If you find entries for the Azureus incoming port you are using , you need to disable IP spoofing detection. You may need to disable the firewall function entirely. Check what the remaining 0.
Open up the torrent's Details and go to the Files tab to see which file is incomplete. If it is Thumbs. Operating systems sometimes generate these files when you browse a directory or folder. Such hidden system files on your computer are protected and cannot be replaced with the version from the download, so Azureus will keep trying to re-download it.
If the file is a text or readme file, you may ignore it if it is not essential. If all else fails, stop and restart the torrent again. Navigate to the new location and just click Select Folder. You may have to wait a little bit if a large amount of data has to be transferred over to the new location.

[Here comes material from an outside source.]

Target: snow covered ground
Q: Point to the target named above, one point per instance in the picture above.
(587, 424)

Step 3 : Now that the files have been moved, you need to start up the download again. Simply right-click on the torrent again and choose Start. The download will continue from whatever percentage it had already completed and download the rest. This can save a significant amount of bandwidth compared to starting over again, especially for very large torrents.
The process is exactly the same for Mac users running OS X. Jennifer I would like to say thank you, Oron. You're comment about downloads being too fast for the computer got me thinking. I was having the same problem, but only when I was using a torrent client. I went in and put a limit on the download speed and have not had any problems since.

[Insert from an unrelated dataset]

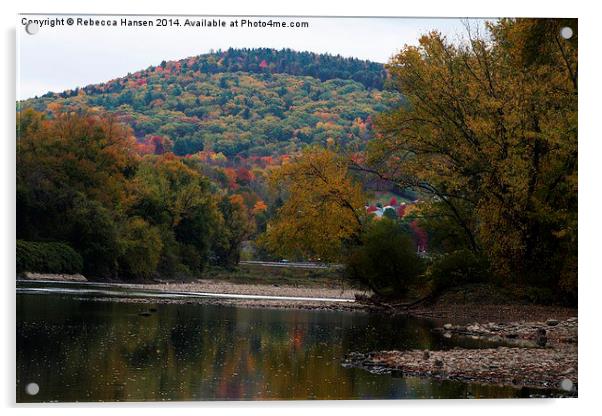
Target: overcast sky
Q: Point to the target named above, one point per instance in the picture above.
(65, 57)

Once again, thank you. Paul I am having the same problem. Windows 7 SP1 on a desktop. Download of any file freezes part way through or never starts. Bizarre as I can send and receive large emails so not a network problem - just a problem for downloads.
Have also tried various browsers without any change. Any suggestions smayonak I'm not entirely sure where the cause of this problem originates but it must be in a system component common to all internet use.

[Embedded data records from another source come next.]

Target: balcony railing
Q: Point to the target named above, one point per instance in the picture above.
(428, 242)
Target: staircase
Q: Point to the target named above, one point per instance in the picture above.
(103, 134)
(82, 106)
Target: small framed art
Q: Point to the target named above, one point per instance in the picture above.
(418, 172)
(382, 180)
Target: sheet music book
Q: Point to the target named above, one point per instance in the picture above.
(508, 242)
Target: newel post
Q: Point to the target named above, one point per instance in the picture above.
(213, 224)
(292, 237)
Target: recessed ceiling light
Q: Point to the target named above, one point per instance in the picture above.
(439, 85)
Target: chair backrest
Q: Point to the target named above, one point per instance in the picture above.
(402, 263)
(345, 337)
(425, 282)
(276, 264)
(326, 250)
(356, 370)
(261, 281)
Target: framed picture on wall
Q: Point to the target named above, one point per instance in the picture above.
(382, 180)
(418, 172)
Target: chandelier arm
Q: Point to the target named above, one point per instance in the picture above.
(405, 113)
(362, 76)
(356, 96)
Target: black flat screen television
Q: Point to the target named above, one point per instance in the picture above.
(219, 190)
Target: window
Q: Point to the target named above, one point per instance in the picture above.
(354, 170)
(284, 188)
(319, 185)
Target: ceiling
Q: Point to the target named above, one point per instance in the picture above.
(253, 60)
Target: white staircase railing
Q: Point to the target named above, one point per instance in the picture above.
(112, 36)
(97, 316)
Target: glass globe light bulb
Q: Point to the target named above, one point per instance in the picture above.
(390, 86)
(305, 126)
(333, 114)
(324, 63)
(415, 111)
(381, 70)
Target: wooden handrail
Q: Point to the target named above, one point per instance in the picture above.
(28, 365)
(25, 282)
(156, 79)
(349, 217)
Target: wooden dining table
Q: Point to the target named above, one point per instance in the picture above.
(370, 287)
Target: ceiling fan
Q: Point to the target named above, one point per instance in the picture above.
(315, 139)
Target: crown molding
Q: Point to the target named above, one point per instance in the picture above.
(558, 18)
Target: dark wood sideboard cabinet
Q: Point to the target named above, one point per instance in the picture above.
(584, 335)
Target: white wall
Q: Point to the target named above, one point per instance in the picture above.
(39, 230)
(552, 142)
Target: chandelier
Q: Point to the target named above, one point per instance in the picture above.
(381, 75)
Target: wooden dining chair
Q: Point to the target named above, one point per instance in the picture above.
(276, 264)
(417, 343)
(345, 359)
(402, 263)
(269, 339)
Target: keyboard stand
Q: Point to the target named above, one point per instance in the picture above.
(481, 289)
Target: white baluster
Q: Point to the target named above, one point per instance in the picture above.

More than likely a cache-like component that Windows uses when it accesses the internet. I believe that the TEMP directory and the internet cache are used to interact with downloaded content and might cause the issue. Some browsers appear to use a cache outside of the IE cache, whereas others place everything in the IE cache. In theory, a corrupted download may somehow interfere with new download attempts of the same file.
However, this is not something I'm an expert on - and it's only a theory at this point. This is a hail Mary: Try using CCleaner to clean the system's temp and cache files. Then reattempt the download. Only attempt its use judiciously. It could be a virus. Franklin what about when it stop thinking the download is complete but ist im trying to download pokemon and have tried 42 times but keeps stoping.
I noticed on all the downloads that would fail that the download speed would ramp up to kB a second and then just taper off to zero and remain hung up until cancelling. With three different test files that would not previously download after trying them different days and times over a 3 week period I was finally able to download every single one. Probably be fixed with some patch to Windows sooner or later.
The computer was actually to fast for a change Dan Thanks for the suggestion! I am sure there are other programs out there that can do the same for free. David I don't think the network is at blame, at least not for me. Posted May 4, I've been having the same problems since I installed Roxio. I signed up to this forum to find out why. Thanks for the answers to my problem Roxio contains media indexer, so disable the Roxio module culprit of that issue or remove Roxio.